Stern accused the Bayit Yehudi party of being “the Neturei Karta of the religious-Zionist world,” in reference to the extremist ultra-Orthodox sect, and said that he and other Blue and White MKs like Tropper represent the religious-Zionist community more than politicians such as National Union leader and Transportation Minister Bezalel Smotrich and candidate Orit Struck.
“They have adopted the most severe stringencies which the religious-Zionist community never had regarding conversion, marriage, Shabbat and everything related to the Chief Rabbinate, and State of Israel is therefore losing its Jewish character,” said Stern.
“They want people to convert in the most severe manner, so we have intermarriage as a consequence, they want to force Shabbat on people so we see new public transportation initiatives on Shabbat, insist on stringencies for marriage and divorce so we see less and less people going to the rabbinate to marry, including from the religious-Zionist community.”
Stern said that the MKs involved in the campaign would be participating in parlor meetings and campaign events in communities and cities with large religious-Zionist communities, publishing articles in the highly popular Shabbat pamphlets which are a distributed in synagogues, as well as engaging in an online campaign.

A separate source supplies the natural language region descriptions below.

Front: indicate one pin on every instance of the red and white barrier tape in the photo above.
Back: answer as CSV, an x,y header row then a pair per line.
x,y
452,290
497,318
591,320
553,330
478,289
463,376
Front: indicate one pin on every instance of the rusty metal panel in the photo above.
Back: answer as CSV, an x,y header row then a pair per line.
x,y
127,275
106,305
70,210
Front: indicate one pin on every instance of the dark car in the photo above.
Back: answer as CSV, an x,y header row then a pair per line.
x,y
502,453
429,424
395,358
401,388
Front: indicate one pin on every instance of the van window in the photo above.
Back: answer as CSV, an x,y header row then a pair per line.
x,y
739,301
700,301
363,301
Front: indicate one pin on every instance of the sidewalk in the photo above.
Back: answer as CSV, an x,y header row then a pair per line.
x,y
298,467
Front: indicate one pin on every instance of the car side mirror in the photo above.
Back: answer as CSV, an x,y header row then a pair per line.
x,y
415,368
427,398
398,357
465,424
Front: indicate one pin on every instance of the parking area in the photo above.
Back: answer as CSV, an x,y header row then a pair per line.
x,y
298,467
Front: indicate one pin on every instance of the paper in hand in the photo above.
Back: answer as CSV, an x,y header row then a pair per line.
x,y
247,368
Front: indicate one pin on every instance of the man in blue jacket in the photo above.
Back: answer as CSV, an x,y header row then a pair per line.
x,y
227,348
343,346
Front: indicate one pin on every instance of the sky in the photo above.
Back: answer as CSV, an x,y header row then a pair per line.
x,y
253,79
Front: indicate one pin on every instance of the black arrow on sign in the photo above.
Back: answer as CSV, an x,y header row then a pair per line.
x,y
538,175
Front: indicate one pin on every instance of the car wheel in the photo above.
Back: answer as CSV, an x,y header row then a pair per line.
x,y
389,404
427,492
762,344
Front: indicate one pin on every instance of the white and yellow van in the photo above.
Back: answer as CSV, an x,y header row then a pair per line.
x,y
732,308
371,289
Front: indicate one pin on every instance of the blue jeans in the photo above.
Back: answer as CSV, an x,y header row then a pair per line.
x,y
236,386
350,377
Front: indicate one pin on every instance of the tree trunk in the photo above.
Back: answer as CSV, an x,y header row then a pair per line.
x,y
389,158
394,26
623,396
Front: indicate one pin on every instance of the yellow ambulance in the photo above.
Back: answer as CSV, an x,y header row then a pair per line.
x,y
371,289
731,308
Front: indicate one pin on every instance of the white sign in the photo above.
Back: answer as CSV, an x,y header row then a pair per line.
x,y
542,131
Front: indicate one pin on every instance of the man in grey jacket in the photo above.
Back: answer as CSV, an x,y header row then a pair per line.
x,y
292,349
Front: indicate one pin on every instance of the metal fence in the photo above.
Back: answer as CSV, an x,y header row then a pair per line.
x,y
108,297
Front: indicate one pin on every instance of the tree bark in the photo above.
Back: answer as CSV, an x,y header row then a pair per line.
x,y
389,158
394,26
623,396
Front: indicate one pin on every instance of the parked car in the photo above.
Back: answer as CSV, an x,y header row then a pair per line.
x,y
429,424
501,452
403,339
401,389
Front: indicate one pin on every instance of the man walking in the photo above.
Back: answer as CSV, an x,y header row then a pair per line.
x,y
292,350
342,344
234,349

Asked why he believes religious-Zionist voters will change sides in the upcoming election given that Likud and Netanyahu were already attacking state institutions before the September election, when only 10% of the community voted Blue and White, Stern said that a combination of events were now leading to a point of departure.
“Everything has a boiling point. Even when it was 90 degrees celsius they didn’t boil, but there is a point when this happens, and now there is a combination of factors,” he said, citing infighting in the religious-Zionist political parties and a promise swiftly retracted by New Right leader Naftali Bennett to run as a liberal party.

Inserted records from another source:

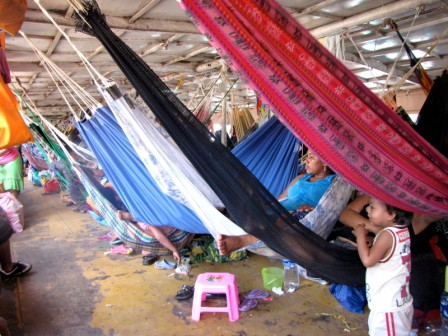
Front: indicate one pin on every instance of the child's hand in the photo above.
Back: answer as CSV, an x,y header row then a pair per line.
x,y
305,208
360,230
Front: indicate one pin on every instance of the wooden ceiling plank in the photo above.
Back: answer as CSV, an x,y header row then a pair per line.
x,y
143,10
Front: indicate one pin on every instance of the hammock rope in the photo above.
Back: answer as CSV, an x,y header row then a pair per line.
x,y
325,105
249,203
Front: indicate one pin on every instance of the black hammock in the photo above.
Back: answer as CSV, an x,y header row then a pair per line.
x,y
248,202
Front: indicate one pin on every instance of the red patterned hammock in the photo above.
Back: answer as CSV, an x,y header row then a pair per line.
x,y
324,104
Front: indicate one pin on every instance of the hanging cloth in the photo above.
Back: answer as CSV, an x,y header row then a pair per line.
x,y
4,67
129,233
250,205
168,166
12,15
432,121
420,73
136,188
13,130
324,104
271,153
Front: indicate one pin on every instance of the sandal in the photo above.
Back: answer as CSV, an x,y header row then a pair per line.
x,y
248,304
185,293
165,264
257,294
121,249
149,259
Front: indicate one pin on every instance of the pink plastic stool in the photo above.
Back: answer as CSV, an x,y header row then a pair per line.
x,y
216,283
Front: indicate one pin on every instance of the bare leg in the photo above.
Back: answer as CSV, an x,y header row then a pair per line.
x,y
228,244
13,192
4,331
123,215
5,257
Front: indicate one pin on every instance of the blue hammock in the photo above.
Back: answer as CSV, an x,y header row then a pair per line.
x,y
135,186
271,153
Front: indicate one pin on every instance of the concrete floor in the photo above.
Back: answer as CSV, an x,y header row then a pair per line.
x,y
75,289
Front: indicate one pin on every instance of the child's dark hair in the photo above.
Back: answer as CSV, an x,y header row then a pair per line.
x,y
402,217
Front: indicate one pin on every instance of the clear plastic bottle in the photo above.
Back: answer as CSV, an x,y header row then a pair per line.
x,y
444,307
291,280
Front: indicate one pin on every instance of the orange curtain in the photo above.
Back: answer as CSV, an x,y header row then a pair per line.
x,y
13,130
12,15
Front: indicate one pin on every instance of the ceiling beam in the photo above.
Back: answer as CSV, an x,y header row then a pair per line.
x,y
297,13
143,10
195,52
161,45
374,14
147,25
105,66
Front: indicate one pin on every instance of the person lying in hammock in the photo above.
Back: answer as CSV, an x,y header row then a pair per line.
x,y
300,197
161,233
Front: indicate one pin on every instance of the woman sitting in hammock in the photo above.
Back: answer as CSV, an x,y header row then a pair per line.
x,y
299,198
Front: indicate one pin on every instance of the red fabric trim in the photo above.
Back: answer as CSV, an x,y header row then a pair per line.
x,y
324,104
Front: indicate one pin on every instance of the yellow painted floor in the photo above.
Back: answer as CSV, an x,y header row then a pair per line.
x,y
75,289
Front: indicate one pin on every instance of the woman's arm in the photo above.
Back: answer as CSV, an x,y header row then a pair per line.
x,y
351,216
284,194
163,239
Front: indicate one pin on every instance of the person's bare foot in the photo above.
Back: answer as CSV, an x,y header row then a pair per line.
x,y
123,215
229,244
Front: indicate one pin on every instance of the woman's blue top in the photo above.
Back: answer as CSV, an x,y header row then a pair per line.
x,y
305,192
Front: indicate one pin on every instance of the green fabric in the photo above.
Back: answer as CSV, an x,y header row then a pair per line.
x,y
203,249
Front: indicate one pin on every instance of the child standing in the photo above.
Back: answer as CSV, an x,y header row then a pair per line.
x,y
388,264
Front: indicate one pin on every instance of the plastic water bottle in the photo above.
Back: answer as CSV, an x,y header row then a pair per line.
x,y
444,307
291,280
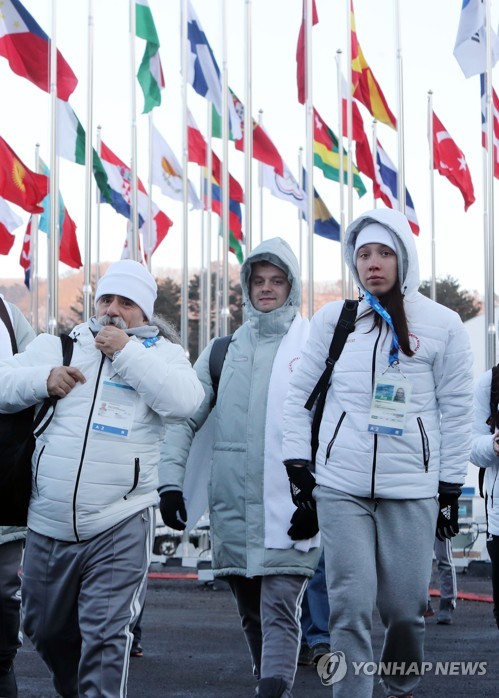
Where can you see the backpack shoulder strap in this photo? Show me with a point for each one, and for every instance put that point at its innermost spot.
(216, 362)
(345, 325)
(4, 315)
(67, 344)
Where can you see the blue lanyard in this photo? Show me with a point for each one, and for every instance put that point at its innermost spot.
(150, 341)
(377, 307)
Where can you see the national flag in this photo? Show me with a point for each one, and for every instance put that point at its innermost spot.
(161, 224)
(197, 152)
(449, 160)
(18, 184)
(365, 87)
(27, 48)
(325, 224)
(9, 221)
(263, 148)
(327, 155)
(25, 256)
(150, 75)
(119, 179)
(203, 72)
(470, 49)
(71, 144)
(387, 177)
(167, 172)
(495, 103)
(69, 252)
(301, 51)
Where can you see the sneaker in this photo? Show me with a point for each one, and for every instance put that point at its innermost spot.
(429, 610)
(444, 616)
(305, 657)
(8, 685)
(319, 651)
(136, 650)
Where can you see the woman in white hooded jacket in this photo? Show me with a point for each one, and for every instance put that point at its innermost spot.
(385, 469)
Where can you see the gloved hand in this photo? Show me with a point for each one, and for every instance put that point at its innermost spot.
(302, 484)
(447, 522)
(172, 508)
(304, 524)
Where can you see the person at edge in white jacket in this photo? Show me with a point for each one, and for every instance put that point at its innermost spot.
(388, 473)
(91, 514)
(485, 454)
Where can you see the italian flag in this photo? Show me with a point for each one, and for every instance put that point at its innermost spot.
(150, 74)
(71, 145)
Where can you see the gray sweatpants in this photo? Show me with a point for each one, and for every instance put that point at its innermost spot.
(270, 611)
(377, 552)
(79, 600)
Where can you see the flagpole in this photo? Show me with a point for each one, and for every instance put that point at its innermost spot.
(260, 181)
(433, 286)
(34, 256)
(248, 130)
(184, 298)
(87, 264)
(148, 244)
(400, 120)
(309, 155)
(490, 338)
(97, 215)
(225, 312)
(53, 261)
(134, 213)
(339, 77)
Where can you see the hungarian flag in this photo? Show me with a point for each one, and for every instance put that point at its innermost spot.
(150, 74)
(9, 221)
(197, 152)
(449, 160)
(19, 184)
(365, 87)
(69, 252)
(327, 155)
(301, 50)
(27, 48)
(263, 148)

The new campaign has been bolstered by the fact that the left-wing parties Meretz and Labor have united, meaning they will safely cross the electoral threshold, and Blue and White can now focus on convincing right-wing voters to switch over and give Blue and White the additional seats it needs to obtain a majority after the last two electoral stalemates.
Indeed, moderate religious-Zionist voters are likely one of the only segments of the population that could change the political bloc for which it votes in the coming election, especially given the right-wing messages Blue and White has been issuing on matters such as settlements, security and the Palestinians.
Party leader Benny Gantz’s pledge on Tuesday to annex the Jordan Valley is just one example of its rightward turn in recent weeks.
Senior Yamina leader Ayelet Shaked said in response to the launch of the campaign that “Blue and White thinks that the religious-Zionist community will serve a left-wing, Arab government which they want to form.”
She continued, “This is a party which is diplomatically left-wing, economically left-wing, anti-religious, (look at their last campaign when they promised to form a secular government). Yesh Atid fought against all the great works of the religious-Zionist community, against national service, against religious start-up communities, against the state-religious education system, against the settlements division and against religious-Zionist yeshivas.”